This is a companion discussion topic for the original entry at https://biologos.org/blog/evolutionary-creationism-and-atonement-theology-part-1-why-we-need-a-histor

There were several other fascinating questions raised by the posts of Joseph Bankard, Celia Deane-Drummond, and George Murphy that I could not respond to due to limitations of space, but I welcome dialogue on any of the issues raised.

Life is not a Zero Sum Reality. Life is a Nonzero Sum Reality.

Nonetheless Darwinian evolution is based upon the lie that life is a zero sum reality. Until science corrects this Error, we cannot built a true world view on the premise of evolution.

@jshammett Dr. Hammet, First, let me thank you for your contribution. I understand you to say that because…

…therefore we must conclude that all Adam references in Genesis must be to a historical figure. I don’t speak ancient Hebrew so I’m relying on the work of others here. But, don’t the first several references to Adam lack a personal pronoun? The implication being that the historical Adam doesn’t actually appear until Chapter 5 (?) with the birth of Seth.

Very Respectfully,
Jim Lock

@jlock Good question. I think the genealogies (and some other passages I didn’t list, like I Tim. 2) support the historicity of Adam, but you are correct, that this still doesn’t answer the question as to whether Adam in Gen. 1-2 refers to that historical person. The Hebrew word adam is also simply the word for man, and is translated that way in Genesis 1 and in many places in Genesis 2. However, if we accept that the historical Adam is in view in Gen. 5:1 with the birth of Seth, it seems hard not to see the same Adam in view in Genesis 2, because the narrative from Gen. 2:15 to 5:1 seems pretty connected. The man is given a task and a command; God provides him with a “suitable helper,” who he names Eve in Gen. 3:20. They have children in Gen.4; Seth is given in place of Abel, who was murdered (4:25). So I would grant that adam is not necessarily always a name; I don’t think it is in Gen. 1; I think that use is generic. But the narrative in Gen. 2 and following seems hard to disconnect from the historical Adam in Gen. 5.
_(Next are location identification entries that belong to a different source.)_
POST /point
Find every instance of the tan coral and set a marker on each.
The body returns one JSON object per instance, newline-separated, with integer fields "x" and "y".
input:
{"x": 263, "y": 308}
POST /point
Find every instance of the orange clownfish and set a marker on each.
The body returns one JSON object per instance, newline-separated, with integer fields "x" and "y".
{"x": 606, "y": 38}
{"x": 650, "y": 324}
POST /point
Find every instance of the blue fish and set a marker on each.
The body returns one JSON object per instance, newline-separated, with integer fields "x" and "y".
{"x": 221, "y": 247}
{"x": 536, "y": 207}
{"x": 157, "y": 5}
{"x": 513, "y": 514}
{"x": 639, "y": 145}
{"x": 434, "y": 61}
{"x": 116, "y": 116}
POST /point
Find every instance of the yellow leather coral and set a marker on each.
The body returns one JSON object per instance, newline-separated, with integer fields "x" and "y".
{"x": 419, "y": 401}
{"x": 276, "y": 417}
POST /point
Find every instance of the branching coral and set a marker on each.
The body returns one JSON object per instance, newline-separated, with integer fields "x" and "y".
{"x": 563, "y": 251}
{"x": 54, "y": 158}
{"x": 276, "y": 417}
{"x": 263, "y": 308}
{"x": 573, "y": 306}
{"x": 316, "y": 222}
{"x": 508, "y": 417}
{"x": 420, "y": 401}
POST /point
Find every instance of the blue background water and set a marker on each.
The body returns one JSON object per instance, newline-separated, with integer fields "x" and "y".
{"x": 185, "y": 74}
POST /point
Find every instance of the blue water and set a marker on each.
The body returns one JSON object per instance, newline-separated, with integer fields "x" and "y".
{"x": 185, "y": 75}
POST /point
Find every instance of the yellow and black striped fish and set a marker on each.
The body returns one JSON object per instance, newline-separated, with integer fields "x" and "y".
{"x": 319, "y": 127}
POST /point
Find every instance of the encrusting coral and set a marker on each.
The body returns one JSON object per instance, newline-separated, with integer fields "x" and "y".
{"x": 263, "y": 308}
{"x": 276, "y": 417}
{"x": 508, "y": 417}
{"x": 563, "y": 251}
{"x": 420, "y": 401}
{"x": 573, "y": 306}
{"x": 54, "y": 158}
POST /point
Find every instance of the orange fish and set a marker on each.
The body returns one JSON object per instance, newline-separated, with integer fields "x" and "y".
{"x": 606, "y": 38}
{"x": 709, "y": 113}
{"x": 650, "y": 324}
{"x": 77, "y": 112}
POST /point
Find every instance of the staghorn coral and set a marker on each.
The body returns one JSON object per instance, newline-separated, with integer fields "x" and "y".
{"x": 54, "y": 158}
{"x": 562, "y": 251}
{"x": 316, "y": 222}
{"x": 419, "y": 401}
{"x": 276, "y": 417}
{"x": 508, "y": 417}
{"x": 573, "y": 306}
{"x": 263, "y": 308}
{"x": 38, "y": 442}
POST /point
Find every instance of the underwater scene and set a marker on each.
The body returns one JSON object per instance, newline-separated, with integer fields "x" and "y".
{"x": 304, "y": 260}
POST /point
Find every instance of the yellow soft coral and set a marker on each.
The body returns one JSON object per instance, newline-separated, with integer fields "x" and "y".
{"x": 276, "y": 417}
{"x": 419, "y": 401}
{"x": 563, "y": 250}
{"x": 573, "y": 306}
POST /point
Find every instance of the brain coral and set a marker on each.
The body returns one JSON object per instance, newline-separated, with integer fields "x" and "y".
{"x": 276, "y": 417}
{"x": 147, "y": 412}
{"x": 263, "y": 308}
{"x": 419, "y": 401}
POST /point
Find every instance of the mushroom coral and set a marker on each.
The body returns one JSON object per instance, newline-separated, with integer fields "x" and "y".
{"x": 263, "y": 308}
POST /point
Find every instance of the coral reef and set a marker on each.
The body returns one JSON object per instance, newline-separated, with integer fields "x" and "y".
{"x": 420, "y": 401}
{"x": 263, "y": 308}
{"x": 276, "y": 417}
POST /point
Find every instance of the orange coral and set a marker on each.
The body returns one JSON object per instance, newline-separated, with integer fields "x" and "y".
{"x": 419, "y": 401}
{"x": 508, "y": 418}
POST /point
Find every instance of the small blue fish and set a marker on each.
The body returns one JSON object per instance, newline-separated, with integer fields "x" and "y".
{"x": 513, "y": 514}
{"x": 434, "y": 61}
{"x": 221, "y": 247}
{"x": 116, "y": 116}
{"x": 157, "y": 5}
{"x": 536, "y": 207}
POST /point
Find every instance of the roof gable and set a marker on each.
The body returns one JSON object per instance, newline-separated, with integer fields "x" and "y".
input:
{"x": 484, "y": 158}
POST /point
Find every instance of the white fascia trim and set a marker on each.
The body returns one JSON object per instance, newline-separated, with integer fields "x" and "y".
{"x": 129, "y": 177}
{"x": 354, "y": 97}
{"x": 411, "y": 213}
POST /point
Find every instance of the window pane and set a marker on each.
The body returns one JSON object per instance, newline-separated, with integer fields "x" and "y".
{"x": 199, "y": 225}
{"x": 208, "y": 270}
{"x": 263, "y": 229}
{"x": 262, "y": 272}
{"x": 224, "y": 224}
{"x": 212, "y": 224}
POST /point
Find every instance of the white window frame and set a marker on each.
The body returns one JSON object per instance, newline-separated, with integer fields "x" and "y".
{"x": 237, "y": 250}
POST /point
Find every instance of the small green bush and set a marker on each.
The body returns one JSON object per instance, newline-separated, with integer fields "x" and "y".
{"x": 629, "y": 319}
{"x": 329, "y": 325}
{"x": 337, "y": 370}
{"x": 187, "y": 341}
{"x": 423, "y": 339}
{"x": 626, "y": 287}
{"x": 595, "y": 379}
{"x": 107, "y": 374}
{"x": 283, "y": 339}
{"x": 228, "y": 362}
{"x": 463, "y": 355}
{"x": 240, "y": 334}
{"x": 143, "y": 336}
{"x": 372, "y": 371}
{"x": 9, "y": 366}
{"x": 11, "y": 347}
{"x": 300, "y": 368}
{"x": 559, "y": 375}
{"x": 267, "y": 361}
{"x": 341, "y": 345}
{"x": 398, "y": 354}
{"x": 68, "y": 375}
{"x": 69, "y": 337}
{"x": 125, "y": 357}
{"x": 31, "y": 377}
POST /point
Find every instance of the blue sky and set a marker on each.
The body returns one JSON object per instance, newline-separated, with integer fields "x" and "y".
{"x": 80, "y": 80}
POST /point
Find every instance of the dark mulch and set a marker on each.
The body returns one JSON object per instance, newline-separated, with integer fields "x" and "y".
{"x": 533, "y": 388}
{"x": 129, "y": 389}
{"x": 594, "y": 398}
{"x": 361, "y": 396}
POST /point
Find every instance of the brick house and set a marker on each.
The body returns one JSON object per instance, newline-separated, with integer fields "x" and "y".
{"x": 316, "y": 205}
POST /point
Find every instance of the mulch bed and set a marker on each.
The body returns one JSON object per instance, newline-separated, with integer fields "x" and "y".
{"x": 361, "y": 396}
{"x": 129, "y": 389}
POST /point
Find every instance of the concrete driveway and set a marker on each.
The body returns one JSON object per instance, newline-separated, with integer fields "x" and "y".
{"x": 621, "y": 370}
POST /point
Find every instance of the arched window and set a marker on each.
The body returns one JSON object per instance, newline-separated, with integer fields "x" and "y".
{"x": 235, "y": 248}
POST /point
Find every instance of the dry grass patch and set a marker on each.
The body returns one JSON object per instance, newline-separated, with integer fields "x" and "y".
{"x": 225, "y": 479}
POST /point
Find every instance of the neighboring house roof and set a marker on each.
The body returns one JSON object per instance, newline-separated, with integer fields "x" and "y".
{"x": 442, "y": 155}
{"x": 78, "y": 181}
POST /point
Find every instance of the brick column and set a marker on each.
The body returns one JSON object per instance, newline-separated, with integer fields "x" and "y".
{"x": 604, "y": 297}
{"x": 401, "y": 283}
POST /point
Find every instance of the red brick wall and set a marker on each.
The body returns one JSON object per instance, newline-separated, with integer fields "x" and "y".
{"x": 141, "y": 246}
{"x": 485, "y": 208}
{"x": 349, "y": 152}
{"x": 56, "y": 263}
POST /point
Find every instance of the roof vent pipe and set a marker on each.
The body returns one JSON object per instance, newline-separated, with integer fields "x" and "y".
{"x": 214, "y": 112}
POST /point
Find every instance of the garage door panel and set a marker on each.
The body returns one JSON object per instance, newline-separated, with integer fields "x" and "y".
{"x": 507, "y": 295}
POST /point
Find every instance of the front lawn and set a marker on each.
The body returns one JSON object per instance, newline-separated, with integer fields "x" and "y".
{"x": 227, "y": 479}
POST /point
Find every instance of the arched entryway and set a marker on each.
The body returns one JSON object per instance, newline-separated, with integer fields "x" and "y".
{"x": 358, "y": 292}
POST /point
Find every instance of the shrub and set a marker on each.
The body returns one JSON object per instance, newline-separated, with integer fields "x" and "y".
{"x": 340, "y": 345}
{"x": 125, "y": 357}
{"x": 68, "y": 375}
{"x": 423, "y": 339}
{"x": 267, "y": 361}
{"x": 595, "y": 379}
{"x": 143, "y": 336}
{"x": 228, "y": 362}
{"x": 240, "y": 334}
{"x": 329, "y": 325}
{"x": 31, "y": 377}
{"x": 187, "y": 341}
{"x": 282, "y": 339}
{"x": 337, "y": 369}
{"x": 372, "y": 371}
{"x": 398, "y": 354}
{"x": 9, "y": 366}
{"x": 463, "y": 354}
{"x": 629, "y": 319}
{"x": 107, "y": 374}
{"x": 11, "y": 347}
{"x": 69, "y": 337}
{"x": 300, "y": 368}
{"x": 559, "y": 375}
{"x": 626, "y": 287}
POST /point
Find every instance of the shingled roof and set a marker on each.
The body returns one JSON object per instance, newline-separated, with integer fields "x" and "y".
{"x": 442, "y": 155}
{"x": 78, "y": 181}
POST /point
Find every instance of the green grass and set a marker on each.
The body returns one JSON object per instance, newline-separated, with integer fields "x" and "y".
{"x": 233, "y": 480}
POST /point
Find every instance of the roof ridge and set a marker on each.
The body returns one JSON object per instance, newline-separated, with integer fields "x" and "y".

(1)“Still another challenge to such an understanding of the Fall and original sin from evolution could be that we find no evidence in the evolutionary record of an abrupt Fall, with cataclysmic effects on the natural order.”
(2) “Second, does a historical Fall demand that humans originated solely with one male-female couple and that all persons have inherited from them an original sin.”…“a growing view that studies in genetics indicate that humanity began with a population numbering perhaps in the thousands, rather than a single couple.”
(3) “I find the idea of a historical Adam and Eve another essential element of biblical teaching.”

Dr. Hammett, it is obvious from your thoughtful blog that you have given the matter of the Fall considerable thought and have expressed your views very clearly. I wonder if you would consider a different paradigm that could eliminate the problems posed in the three quotations from your blog given above; namely: to be Human, for purposes of biology, it is sufficient to possess the genome of a Home sapiens, but for purposes of theology and religion, it is also necessary to have one’s Brain ‘programmed’ to operate as Mind. Simply put, it is the behavior produced by our genes, not the phenotype, that is crucial.

Archeologists are in agreement that human behavior (complex language, art, burials with grave goods, etc,) appeared suddenly amongst Homo sapiens that had been on earth for over 100,000 years. Once the brain of one (or a couple of) Homo sapiens was programmed, that program could be transferred to others via language, not the slow process of sexual transmission. How could such a programming take place? Ian Tattersall in his book, “Masters of the Planet” states: “The only reason we have for believing that such a leap could ever have been made was that it was made.” (Italics his)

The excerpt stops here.